12:00pm Monday 25th May 2009
A NUMBER of famous faces will be among those supporting a new welfare campaign to be launched by the British Horse Society (BHS) at Badminton.
The society’s Drawing the Line on Indiscriminate Breeding campaign will see a host of celebrities from the horse world and beyond producing original works of art that will be auctioned in support of the BHS campaign against the over-production of horses.
Several equestrian greats have shown their support, including Lucinda Green and triple Olympic gold medallist Matt Ryan. Many other celebrities will produce their own piece of artwork over the coming year.
Mary King is one of the riders supporting the campaign. She said: “In the UK, we end up producing too many unsuitable horses and ponies which face an uncertain future. That’s why I support the British Horse Society’s campaign.”
As one of the UK’s leading horse welfare charities, the British Horse Society takes the view that most of the welfare problems in this country can be traced back to one cause – we simply have more horses and ponies than we have experienced and knowledgeable homes to care for them.
The issue has been brought into even sharper focus by the economic difficulties faced by many horse owners in the recession. Equine charities have been reporting a huge increase in the number of requests for help for some time.
The British Horse Society, in common with other welfare organisations, responds annually to hundreds of reports of suffering and neglected horses.

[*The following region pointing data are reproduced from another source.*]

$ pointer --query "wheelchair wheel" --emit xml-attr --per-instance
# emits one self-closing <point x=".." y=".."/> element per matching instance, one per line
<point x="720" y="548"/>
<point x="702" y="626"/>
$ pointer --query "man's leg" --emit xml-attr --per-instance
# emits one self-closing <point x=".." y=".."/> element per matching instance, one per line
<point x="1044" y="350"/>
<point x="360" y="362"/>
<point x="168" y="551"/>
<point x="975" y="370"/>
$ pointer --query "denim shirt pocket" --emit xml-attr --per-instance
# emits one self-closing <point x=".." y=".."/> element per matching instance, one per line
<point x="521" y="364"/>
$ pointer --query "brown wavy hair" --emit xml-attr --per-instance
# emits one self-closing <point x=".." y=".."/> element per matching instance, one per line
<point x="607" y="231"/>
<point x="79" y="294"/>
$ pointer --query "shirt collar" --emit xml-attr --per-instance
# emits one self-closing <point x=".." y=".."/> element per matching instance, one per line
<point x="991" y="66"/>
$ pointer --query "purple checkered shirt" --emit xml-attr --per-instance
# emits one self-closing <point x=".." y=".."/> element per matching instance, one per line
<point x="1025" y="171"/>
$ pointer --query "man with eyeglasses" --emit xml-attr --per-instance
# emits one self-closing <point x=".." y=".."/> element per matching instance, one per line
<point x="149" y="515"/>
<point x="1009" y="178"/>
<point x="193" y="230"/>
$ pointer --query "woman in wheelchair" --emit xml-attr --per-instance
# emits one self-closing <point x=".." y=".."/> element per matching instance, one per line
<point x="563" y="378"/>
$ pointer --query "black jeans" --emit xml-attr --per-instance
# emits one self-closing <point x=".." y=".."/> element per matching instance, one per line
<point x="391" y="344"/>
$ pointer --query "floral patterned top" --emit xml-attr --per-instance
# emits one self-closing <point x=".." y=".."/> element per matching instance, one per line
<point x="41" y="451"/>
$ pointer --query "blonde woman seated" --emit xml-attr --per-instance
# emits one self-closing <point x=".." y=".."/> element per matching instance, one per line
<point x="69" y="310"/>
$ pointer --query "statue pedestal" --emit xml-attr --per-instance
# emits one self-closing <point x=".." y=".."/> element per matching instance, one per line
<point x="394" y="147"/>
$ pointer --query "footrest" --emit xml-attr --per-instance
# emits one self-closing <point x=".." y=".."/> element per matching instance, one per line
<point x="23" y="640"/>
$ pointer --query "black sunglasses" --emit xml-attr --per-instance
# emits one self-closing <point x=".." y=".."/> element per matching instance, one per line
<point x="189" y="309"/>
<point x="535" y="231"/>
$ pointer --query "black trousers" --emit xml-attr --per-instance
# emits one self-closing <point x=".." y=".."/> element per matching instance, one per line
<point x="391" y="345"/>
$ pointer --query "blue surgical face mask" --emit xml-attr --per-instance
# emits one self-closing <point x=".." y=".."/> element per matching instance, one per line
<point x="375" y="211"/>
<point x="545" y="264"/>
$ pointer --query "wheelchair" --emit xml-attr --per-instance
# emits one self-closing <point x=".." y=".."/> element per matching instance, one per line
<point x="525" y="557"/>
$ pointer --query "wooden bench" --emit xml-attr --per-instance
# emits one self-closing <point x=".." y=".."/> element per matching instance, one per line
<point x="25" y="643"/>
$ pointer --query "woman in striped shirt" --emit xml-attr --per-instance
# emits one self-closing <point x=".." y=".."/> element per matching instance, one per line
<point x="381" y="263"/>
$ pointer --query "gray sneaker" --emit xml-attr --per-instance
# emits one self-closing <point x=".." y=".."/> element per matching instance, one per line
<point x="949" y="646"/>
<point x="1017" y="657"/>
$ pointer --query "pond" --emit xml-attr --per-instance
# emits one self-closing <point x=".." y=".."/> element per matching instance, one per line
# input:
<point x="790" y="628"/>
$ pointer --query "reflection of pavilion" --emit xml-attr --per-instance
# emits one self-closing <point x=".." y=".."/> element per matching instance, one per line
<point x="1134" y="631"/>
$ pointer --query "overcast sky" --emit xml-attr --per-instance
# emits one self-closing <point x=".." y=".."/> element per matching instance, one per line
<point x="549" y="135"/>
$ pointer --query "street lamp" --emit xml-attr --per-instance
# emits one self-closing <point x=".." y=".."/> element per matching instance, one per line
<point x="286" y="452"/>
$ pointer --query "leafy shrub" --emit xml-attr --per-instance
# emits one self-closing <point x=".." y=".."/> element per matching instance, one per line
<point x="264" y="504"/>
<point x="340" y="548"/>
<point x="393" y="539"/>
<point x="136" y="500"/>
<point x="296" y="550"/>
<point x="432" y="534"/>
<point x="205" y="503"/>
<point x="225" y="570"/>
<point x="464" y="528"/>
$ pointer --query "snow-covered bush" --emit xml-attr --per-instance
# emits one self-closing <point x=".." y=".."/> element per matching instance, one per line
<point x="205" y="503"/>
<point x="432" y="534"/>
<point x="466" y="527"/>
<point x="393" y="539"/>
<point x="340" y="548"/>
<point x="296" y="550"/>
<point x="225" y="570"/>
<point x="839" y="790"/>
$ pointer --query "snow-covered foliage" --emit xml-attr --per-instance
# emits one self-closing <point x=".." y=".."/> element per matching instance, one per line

At some markets, it is currently possible to buy a young, unhandled horse for just £30, a similar price to a rabbit from a pet shop. The future faced by horses changing hands for such small sums of money has to be open to serious question.
Lee Hackett, head of BHS welfare, said: “Putting an end to the indiscriminate breeding of low-quality horses and ponies will mean a more secure future for those that are bred.
“Put simply, fewer horses means better welfare.”